このアプローチにより、AI利用が形式的なものに終わるリスクを回避し、実効性の高い活用を促進できる可能性がある。
一方で、今後の課題としては、ツールの導入によって具体的にどのような成果が出たのか、効果測定とフィードバックの仕組みが問われてくると思われる。
また、AI活用の効果は個人だけでなく組織レベルでの連携にも依存するため、部門を横断したノウハウ共有や社内文化の醸成も重要だ。
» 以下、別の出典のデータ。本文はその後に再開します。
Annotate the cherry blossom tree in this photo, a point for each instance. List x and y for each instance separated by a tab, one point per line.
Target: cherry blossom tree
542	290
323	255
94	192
企業の競争力がAI活用スキルに左右される時代において、このような先進的な制度設計が業界内外から注目を集めることは間違いないだろう。
他社への波及効果や制度のブラッシュアップなどにも注目したい。
※AIリテラシー:AIを正しく理解し、業務や日常生活で適切に活用するための知識やスキルのこと。ビジネス現場では、ツールの使い方だけでなく、AIの特性や限界を理解することも含まれる。